From f3a16bca3ff6839b25baf86d0a0e96f63139efe9 Mon Sep 17 00:00:00 2001
From: Stephen Smith <stephen@curii.com>
Date: Mon, 6 Mar 2023 10:42:25 -0500
Subject: [PATCH] 19899: Change webdav default config field to private, add
 getters and setters to prevent accidentally overwriting headers

Arvados-DCO-1.1-Signed-off-by: Stephen Smith <stephen@curii.com>
---
 src/common/webdav.ts                           | 18 +++++++++++++++---
 .../collection-panel-files.tsx                 | 11 ++++++-----
 .../collection-service/collection-service.ts   |  6 +++---
 src/services/services.ts                       | 11 +++++------
 4 files changed, 29 insertions(+), 17 deletions(-)

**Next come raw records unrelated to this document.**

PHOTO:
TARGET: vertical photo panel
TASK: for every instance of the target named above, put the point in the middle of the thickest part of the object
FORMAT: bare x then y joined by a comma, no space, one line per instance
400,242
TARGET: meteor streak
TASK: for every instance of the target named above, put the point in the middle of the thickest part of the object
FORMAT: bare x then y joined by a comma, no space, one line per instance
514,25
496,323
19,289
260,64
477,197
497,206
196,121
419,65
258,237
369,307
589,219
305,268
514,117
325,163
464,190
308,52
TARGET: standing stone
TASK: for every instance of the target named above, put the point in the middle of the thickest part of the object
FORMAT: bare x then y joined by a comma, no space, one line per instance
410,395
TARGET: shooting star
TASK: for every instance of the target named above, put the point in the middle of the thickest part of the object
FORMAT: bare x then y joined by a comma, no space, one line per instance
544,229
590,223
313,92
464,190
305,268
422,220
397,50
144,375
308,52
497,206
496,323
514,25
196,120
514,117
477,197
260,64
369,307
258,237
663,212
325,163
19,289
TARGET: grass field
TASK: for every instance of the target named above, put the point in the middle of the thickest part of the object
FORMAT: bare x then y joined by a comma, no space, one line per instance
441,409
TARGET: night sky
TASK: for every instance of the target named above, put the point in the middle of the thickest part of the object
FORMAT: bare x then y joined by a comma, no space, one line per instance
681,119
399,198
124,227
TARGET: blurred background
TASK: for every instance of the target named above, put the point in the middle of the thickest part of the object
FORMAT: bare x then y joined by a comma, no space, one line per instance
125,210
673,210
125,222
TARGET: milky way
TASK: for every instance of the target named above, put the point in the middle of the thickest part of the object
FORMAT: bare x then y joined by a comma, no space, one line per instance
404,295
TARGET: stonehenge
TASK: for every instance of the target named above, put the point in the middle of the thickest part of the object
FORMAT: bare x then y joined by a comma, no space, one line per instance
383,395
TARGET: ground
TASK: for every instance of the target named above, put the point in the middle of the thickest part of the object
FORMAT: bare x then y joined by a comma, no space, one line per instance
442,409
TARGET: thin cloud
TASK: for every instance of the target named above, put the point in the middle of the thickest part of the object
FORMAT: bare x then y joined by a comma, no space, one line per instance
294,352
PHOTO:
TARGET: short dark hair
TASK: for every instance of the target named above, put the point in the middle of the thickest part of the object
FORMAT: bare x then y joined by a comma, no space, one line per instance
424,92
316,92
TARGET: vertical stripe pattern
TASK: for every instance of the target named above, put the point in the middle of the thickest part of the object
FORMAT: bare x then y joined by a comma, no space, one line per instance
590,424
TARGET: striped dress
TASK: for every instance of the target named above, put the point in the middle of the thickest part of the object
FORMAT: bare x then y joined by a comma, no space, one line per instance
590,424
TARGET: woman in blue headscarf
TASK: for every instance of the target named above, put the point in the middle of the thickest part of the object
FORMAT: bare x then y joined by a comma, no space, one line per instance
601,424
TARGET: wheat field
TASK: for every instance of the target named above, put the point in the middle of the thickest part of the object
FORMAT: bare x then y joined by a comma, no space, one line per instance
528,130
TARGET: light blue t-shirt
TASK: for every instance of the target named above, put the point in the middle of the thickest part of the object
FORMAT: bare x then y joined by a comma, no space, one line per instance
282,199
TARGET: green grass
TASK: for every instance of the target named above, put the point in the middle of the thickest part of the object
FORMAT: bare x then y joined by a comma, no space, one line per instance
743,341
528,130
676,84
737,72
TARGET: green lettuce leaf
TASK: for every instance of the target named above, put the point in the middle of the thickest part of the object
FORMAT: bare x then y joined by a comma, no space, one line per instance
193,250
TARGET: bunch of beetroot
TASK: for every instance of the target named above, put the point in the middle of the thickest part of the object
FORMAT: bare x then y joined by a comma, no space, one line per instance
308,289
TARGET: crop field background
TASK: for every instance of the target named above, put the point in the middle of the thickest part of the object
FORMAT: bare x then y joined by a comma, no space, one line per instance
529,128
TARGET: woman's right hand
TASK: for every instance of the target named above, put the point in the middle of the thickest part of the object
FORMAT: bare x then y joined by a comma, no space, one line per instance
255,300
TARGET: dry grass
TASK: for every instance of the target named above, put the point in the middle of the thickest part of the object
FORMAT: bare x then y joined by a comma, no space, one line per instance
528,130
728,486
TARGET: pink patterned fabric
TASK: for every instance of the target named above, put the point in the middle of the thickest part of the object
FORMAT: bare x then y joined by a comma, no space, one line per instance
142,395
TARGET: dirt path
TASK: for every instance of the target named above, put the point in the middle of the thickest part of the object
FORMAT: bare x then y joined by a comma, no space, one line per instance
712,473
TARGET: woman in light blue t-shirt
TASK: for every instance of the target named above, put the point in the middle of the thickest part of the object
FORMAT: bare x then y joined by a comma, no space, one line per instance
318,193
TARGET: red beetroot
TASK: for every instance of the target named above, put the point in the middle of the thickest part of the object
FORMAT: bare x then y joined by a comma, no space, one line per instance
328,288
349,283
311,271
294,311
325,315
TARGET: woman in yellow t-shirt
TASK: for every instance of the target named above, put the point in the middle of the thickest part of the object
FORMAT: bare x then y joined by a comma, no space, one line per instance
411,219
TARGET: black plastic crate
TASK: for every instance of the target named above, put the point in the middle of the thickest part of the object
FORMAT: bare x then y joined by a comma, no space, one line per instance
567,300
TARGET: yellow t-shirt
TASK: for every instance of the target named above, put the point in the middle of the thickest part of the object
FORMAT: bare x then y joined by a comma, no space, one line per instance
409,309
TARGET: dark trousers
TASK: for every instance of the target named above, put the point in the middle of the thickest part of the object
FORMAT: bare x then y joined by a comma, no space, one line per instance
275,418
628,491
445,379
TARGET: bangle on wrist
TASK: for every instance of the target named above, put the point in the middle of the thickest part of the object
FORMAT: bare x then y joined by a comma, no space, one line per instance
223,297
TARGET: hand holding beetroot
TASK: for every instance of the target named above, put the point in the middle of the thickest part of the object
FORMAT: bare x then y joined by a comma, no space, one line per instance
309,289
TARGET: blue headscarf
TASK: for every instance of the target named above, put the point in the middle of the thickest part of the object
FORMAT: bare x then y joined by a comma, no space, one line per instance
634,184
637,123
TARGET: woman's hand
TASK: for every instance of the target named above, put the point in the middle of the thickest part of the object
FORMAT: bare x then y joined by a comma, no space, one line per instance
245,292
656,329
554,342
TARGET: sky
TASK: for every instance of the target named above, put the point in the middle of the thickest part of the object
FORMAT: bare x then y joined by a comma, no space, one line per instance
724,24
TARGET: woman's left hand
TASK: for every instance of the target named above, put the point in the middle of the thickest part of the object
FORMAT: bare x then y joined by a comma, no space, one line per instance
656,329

diff --git a/src/common/webdav.ts b/src/common/webdav.ts
index d4f904ae..bb8a68bd 100644
--- a/src/common/webdav.ts
+++ b/src/common/webdav.ts
@@ -6,17 +6,29 @@ import { customEncodeURI } from "./url";
 
 export class WebDAV {
 
-    defaults: WebDAVDefaults = {
+    private defaults: WebDAVDefaults = {
         baseURL: '',
-        headers: {},
+        headers: {
+            'Cache-Control': 'must-revalidate'
+        },
     };
 
     constructor(config?: Partial<WebDAVDefaults>, private createRequest = () => new XMLHttpRequest()) {
         if (config) {
-            this.defaults = { ...this.defaults, ...config };
+            this.defaults = {
+                ...this.defaults,
+                ...config,
+                headers: {
+                    ...this.defaults.headers,
+                    ...config.headers
+                },
+            };
         }
     }
 
+    getBaseUrl = (): string => this.defaults.baseURL;
+    setAuthorization = (token?) => this.defaults.headers.Authorization = token;
+
     propfind = (url: string, config: WebDAVRequestConfig = {}) =>
         this.request({
             ...config, url,
diff --git a/src/components/collection-panel-files/collection-panel-files.tsx b/src/components/collection-panel-files/collection-panel-files.tsx
index 2ba29d44..08944d40 100644
--- a/src/components/collection-panel-files/collection-panel-files.tsx
+++ b/src/components/collection-panel-files/collection-panel-files.tsx
@@ -233,11 +233,12 @@ export const CollectionPanelFiles = withStyles(styles)(connect((state: RootState
     const { classes, onItemMenuOpen, onUploadDataClick, isWritable, dispatch, collectionPanelFiles, collectionPanel } = props;
     const { apiToken, config } = props.auth;
 
-    const webdavClient = new WebDAV();
-    webdavClient.defaults.baseURL = config.keepWebServiceUrl;
-    webdavClient.defaults.headers = {
-        Authorization: `Bearer ${apiToken}`
-    };
+    const webdavClient = new WebDAV({
+        baseURL: config.keepWebServiceUrl,
+        headers: {
+            Authorization: `Bearer ${apiToken}`
+        },
+    });
 
     const webDAVRequestConfig: WebDAVRequestConfig = {
         headers: {
diff --git a/src/services/collection-service/collection-service.ts b/src/services/collection-service/collection-service.ts
index d08e7899..1a03d8da 100644
--- a/src/services/collection-service/collection-service.ts
+++ b/src/services/collection-service/collection-service.ts
@@ -93,9 +93,9 @@ export class CollectionService extends TrashableResourceService<CollectionResour
     }
 
     extendFileURL = (file: CollectionDirectory | CollectionFile) => {
-        const baseUrl = this.webdavClient.defaults.baseURL.endsWith('/')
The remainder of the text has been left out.